According to Gerard — and this was a surprise to me — over 70% of the premium chocolate we get is exactly the same stuff. Charbonnel & Walker, Godiva, Leonidas, lots of others, all buy their base chocolate off a large Belgian company. Gerard doesn't think much of them. They use African cocoa, which is a variety bred for yield rather than flavour. "Bland, flat and uninteresting, but very cheap," he says. "So if you've ever wondered why all those chocolates taste the same, that's why." L'Artisan buys cocoa closer to the original South American variety, from single estates. Or at least, Gerard buys from brokers who deal with those estates. He hasn't got the clout to deal with them direct, he says. He'd get ripped off.
I think the fact that he's a little soft-spoken Irish bloke who only employs 13 people might have something to do with that.

Back to the chocolates. Milk chocolate seems shockingly sweet after the heavyweight dark varieties, but it keeps the little girls happy. A chorus of shrill cheers goes up as Gerard hands out the samples. And then it's on to the filled chocs. There's a cocoa-dusted ball, filled with liquid salted caramel. There's a praline, mixed with bits of broken-up wafer and gingerbread spices. There's a soft marzipan, much less sweet than the commercial stuff, that's been spiked with rosemary. There's a thin disc, with a green Islamic pattern traced on top, that's filled with a truffle mixture flavoured with Moroccan spearmint-infused cream. It tastes like a cross between mint tea, mint sauce, an after-eight, and a strong espresso. There's a square that tastes of vanilla, cherries and woodsmoke, before leaving an almost harsh tickling sensation at the back of the throat that lasts for at least five minutes and can't be dispelled by water.

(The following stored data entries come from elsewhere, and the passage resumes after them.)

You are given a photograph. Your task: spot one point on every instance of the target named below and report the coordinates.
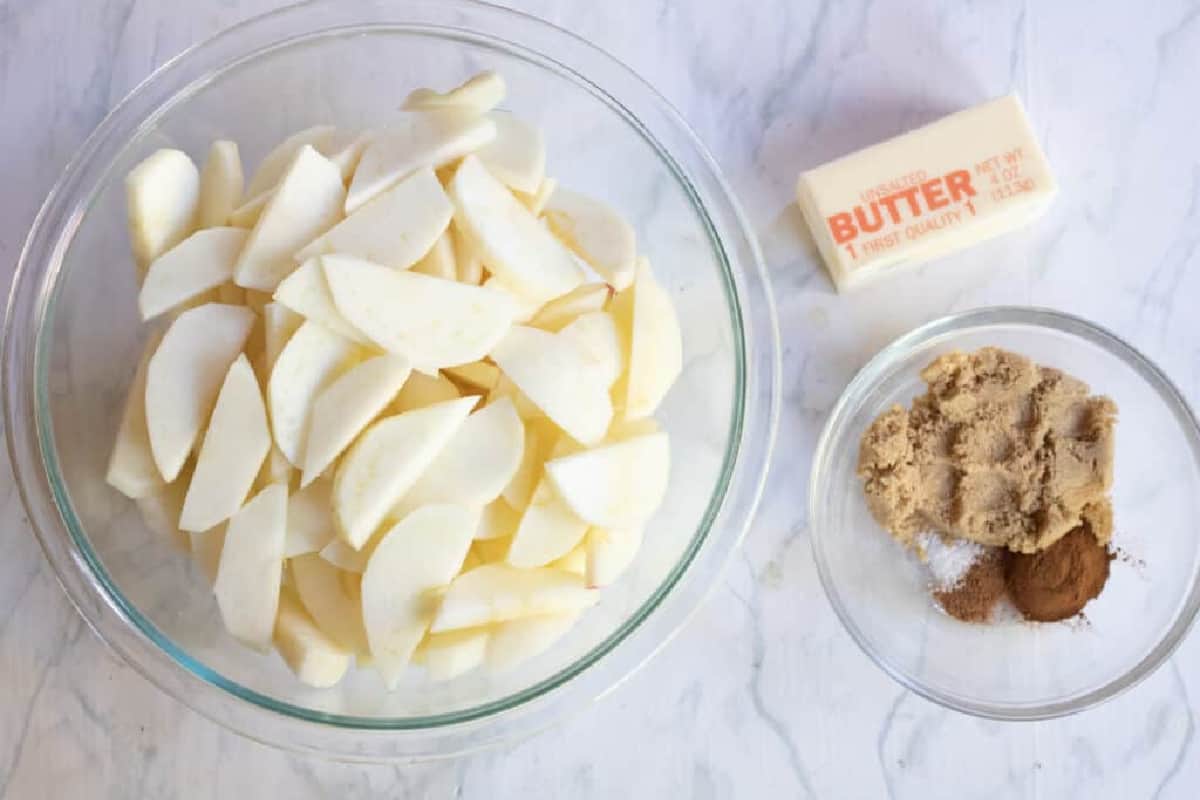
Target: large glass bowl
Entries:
(73, 336)
(1013, 669)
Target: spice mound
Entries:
(1011, 457)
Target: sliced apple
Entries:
(313, 657)
(202, 262)
(477, 463)
(435, 323)
(558, 313)
(185, 374)
(419, 139)
(615, 486)
(479, 94)
(131, 468)
(280, 158)
(597, 233)
(306, 293)
(517, 154)
(497, 593)
(384, 463)
(510, 240)
(556, 376)
(655, 349)
(247, 583)
(233, 451)
(394, 229)
(306, 204)
(547, 531)
(346, 407)
(311, 360)
(337, 612)
(310, 519)
(161, 194)
(419, 554)
(520, 639)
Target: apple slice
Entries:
(313, 657)
(479, 94)
(419, 139)
(520, 639)
(497, 593)
(247, 583)
(615, 486)
(477, 463)
(558, 313)
(185, 374)
(306, 204)
(337, 613)
(549, 529)
(418, 555)
(131, 468)
(310, 519)
(280, 158)
(435, 323)
(655, 352)
(594, 232)
(395, 228)
(306, 293)
(385, 462)
(517, 154)
(555, 374)
(609, 553)
(202, 262)
(234, 447)
(161, 194)
(347, 405)
(311, 360)
(510, 240)
(597, 338)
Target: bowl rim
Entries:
(876, 368)
(31, 299)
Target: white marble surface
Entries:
(763, 695)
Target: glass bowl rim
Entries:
(881, 366)
(81, 561)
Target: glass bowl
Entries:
(72, 340)
(1015, 669)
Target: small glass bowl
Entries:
(1015, 669)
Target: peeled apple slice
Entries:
(233, 451)
(221, 184)
(185, 374)
(306, 293)
(497, 593)
(161, 194)
(435, 323)
(517, 154)
(247, 583)
(346, 407)
(479, 94)
(385, 462)
(306, 204)
(202, 262)
(310, 361)
(514, 245)
(597, 233)
(553, 373)
(395, 229)
(615, 486)
(419, 554)
(419, 139)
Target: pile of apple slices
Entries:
(399, 400)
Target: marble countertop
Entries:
(786, 705)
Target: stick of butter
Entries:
(969, 176)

"That one's pipe tobacco," says Gerard. "We developed that with Heston Blumenthal. Kept getting it wrong — we were using the wrong tobacco."

The tobacco chocolate was a very odd sensation. Chocolate that hurts? I'm unconvinced. Maybe just one at the end of one of Heston's oddball meals would be great. But I don't think I'd seek them out.

The final piece is a treat for the girls, who love white chocolate (by the way, fact fans, white chocolate doesn't have any cocoa in it. At its best, it's cocoa butter, milk powder and sugar. At its worst, it's... some other fat, milk powder and sugar...). It's another disc, filled with apricot puree. Very runny apricot puree. It's gorgeous.

"We've got dis great new piece of equipment,' Gerard enthuses. "I bought it to make the liquid caramels — I can put a liquid filling directly into chocolate widdout having to encapsulate it in anyt'ing."
(Gerard often switches from first person plural to first person singular. I get the feeling he's a bit of a control freak. Although he says he works with his team, he also says that there are only two other people working fo rhim that he regards as skilled with chocolate, and he does all the experiments in developing new chocolates himself. I think he'd like to pull every lever and stir every pot himself, too).

So, the next thing we can look forward to from L'Artisan is apparently a white chocolate disc, this time containing olive oil. "Olive oils and cocoa butter are very similar, chemically, so they should work together," Gerard says. "I just have to figure out which olive oil to use, why it tastes like it does... how to work with it..."

His voice drifts away and his eyes glaze over. They have the same colour and sheen as his chocolate.

Comments

( 6 comments — Leave a comment )
cathuk
May. 9th, 2005 09:39 am (UTC)
That sounds like utter heaven :) Tried some Cocoa beans in St Lucia a few years back - the runny stuff they're covered in inside the pod tstes surprisingly like apple chewits - lovely stuff.
rockoctopus
May. 9th, 2005 11:10 am (UTC)
*dribbles*
sarahx
May. 9th, 2005 11:49 am (UTC)
Let's face it, I'm going to have to go... mmmmmm......
alkennedy
May. 10th, 2005 01:55 am (UTC)
That... sounds... fantastic.
(Anonymous)
May. 22nd, 2005 01:56 pm (UTC)
Elf here...
Suddenly, this cool spring weather has become very warm...

If that wasn't food porn, I'm not sure what I was reading.

zadcat
Feb. 20th, 2006 05:55 am (UTC)
I've had olive oil chocos from Geneviève Grandbois and he's right. You don't expect it to, but it works.